From the February 16, 1935, issue

SAVING THE DUCKS

Wild ducks, flying northward this spring toward their nesting grounds, will sail over a land that has been dedicated to a New Deal for them and for all their wildlife neighbors in feathers and fur. Not only the “forgotten man” is getting some kind of a break, but also the hunted and harried bird and beast. The government is “doing something for the ducks.”

It is high time, too. Our national assets of wildlife are at as critical a point as were our national assets of cash and credit, in those memorable few days when President Roosevelt, remarking that what was needed was “action, and action now,” proceeded to take drastic steps to pull our drifting economic craft away from the rocks that seemed within an inch of wrecking it. There is a run on the First National Bank of Wildlife at exactly the time when its living assets, partly as the result of past bad policy, partly through unforeseeable natural disaster, are at their lowest ebb. Something must be done, and done quickly, not merely to hold our stocks at their present poverty level, but to increase and restore them to something like their one-time opulent state. It can be done, but it must be done today, and not tomorrow.

KEY TO MAYAN WRITING FOUND IN LONG-FORGOTTEN BOOK

The key to the hitherto undeciphered Mayan writing, America’s greatest prehistoric mystery, was handed to science by Prof. William Gates of Johns Hopkins University.

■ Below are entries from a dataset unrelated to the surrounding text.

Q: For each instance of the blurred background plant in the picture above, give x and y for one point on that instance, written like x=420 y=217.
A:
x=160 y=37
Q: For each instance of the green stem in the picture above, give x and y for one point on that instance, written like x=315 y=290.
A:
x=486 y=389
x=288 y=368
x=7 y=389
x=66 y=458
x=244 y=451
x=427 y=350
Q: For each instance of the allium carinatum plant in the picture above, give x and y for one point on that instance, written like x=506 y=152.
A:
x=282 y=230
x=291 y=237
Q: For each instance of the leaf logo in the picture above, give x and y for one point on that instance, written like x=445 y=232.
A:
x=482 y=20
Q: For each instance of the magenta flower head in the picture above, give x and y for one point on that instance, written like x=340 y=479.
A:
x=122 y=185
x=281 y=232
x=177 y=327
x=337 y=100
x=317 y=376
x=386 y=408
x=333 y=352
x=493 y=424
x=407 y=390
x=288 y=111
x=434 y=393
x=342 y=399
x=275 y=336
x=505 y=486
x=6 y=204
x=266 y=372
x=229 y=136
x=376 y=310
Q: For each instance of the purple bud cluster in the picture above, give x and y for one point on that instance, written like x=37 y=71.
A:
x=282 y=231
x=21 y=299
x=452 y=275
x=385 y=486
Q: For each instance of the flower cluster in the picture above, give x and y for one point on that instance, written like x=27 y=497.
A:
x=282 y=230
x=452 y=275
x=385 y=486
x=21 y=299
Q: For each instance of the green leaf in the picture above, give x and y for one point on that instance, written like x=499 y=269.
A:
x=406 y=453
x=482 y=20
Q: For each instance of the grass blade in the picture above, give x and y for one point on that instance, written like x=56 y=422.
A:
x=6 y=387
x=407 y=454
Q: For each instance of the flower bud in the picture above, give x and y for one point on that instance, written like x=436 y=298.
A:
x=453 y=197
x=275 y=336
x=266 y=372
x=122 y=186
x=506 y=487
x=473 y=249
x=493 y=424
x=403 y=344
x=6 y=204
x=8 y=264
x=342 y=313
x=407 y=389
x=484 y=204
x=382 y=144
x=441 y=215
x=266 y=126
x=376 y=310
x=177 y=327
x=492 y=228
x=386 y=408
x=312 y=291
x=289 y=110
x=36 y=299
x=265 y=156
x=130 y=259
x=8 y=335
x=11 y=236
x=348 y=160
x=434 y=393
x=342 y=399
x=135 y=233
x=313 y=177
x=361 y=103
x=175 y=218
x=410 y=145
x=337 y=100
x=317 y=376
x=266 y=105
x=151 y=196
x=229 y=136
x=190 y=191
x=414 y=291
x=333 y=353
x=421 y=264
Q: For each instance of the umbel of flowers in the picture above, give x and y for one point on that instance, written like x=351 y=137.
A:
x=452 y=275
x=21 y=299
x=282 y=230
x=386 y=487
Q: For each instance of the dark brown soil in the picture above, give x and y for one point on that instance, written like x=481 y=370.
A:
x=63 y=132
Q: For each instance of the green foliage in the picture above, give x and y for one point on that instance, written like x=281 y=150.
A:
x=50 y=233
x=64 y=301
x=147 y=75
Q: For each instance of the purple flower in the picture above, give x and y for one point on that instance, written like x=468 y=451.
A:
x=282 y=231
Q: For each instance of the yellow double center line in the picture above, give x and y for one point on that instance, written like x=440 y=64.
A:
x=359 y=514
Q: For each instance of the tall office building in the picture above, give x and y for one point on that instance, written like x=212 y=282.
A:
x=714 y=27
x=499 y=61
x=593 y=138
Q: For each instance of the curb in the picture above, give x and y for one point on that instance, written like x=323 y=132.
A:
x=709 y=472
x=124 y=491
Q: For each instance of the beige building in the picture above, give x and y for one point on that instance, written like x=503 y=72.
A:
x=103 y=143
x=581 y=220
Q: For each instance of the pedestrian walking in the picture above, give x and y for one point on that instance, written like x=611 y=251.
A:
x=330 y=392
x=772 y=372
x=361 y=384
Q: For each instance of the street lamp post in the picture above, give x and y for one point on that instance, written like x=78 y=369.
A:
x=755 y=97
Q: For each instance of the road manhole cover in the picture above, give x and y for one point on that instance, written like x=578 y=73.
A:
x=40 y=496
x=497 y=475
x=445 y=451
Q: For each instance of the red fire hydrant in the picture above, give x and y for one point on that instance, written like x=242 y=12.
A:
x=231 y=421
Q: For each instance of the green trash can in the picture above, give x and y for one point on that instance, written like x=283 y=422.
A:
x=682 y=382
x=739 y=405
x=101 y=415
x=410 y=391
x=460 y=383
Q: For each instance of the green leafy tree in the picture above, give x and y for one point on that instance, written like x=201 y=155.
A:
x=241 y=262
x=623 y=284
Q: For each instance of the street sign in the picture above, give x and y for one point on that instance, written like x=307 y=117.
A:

The Rosetta stone of the Mayan hieroglyphs now revealed is a 300-year-old booklet by a forgotten Spaniard. In it are 40 Mayan signs translated into Spanish.

Now, archaeologists expect to go to the famous unread Mayan stela or calendar monuments that dot Yucatan and other Central American areas, and begin more successfully to unravel their unread history. Dates and figure signs have been known in the past, but the writing has remained tantalizingly uncertain.

LOUD NOISE DAMAGES PART OF EAR NOT USED TO HEAR TONES

Long exposure to loud noise, such as boilermakers experience in the course of their work, causes deafness by damaging part of the hearing apparatus known as the organ of Corti. Strangely, however, the part of the organ most damaged by loud, high-pitched tones is not the part that picks up faint sounds of that pitch, a group of investigators at Harvard and Clark universities has found.

The investigation, which gives new knowledge both of a cause of deafness and of the little-understood mechanics of hearing, was made by Drs. Hallowell Davis, Moses H. Lurie, Morgan Upton, and Arthur J. Derbyshire of Harvard and Dr. Edward H. Kemp of Clark.